Today we are going “old school” to talk about dominoes.  Dominoes have been around for centuries and have been used for all sorts of gaming in countries around the world.  Traditional dominoes were made of ivory with black dots, called “pips”.  A traditional complete set of dominoes has one unique piece for each possible combination for each end from 0 – 6.  When my kids were little one of our favorite things to do was to set the dominoes up like they are in the picture above and then knock them over.  If you lightly push the first domino in the row it will knock into the next one to create a “chain-reaction”.  This activity takes a lot of patience and perseverance and is probably more appropriate for older children or one-on-one interactions with a younger child.
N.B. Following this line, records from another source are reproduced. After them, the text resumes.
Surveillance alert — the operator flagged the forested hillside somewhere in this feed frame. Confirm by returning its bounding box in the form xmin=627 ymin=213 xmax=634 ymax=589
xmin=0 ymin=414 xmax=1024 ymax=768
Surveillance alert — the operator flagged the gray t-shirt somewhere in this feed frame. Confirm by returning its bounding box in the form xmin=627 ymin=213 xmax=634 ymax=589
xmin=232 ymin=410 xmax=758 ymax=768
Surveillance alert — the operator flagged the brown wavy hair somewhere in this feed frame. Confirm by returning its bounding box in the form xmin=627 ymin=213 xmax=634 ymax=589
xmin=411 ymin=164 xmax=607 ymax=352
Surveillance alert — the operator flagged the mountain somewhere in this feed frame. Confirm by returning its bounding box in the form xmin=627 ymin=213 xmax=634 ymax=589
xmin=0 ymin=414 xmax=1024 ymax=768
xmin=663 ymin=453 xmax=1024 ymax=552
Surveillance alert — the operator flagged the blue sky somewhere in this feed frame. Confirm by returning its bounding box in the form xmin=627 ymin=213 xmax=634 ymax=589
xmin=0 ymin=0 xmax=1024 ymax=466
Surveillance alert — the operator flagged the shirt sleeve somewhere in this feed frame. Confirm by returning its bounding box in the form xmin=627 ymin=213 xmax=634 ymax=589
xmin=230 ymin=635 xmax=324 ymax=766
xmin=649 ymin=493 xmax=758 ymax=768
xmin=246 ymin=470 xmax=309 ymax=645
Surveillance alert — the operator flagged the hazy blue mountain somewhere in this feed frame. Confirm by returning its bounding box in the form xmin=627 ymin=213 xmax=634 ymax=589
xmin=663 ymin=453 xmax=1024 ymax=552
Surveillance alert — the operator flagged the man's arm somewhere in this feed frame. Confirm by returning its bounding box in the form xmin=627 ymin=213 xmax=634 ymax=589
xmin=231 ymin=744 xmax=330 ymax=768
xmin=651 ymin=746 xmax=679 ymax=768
There are literally hundreds of games that can be played with dominoes.  Here is a website that describes many of them.  For our purposes, a simple game of matching like ends to like ends can keep kids busy counting pips for days.

4 Replies to “Dominoes”

  1. Jen,
    Years ago, when I had my own home childcare, I lucked up on a set of large Dora dominoes. Because the dominoes were large pieces, we would place them on the floor to play with. I would help the children stand the dominoes up on the floor and space them one behind the other just right. I would then have the children take turns knocking them down which the children would say \”do it again!\” They really enjoyed watching them fall.

    1. I am so glad you wrote this Denise because next week I am going to write about large dominoes and how the play is so different when it is not on a table top and children can use their whole bodies. Look for it next Monday!

    1. Sometimes the only way to get children to play with certain materials is to allow them to \”knock them down\”. For me, the goal is to get them to interact with the materials first, and worry about what they learn from them later.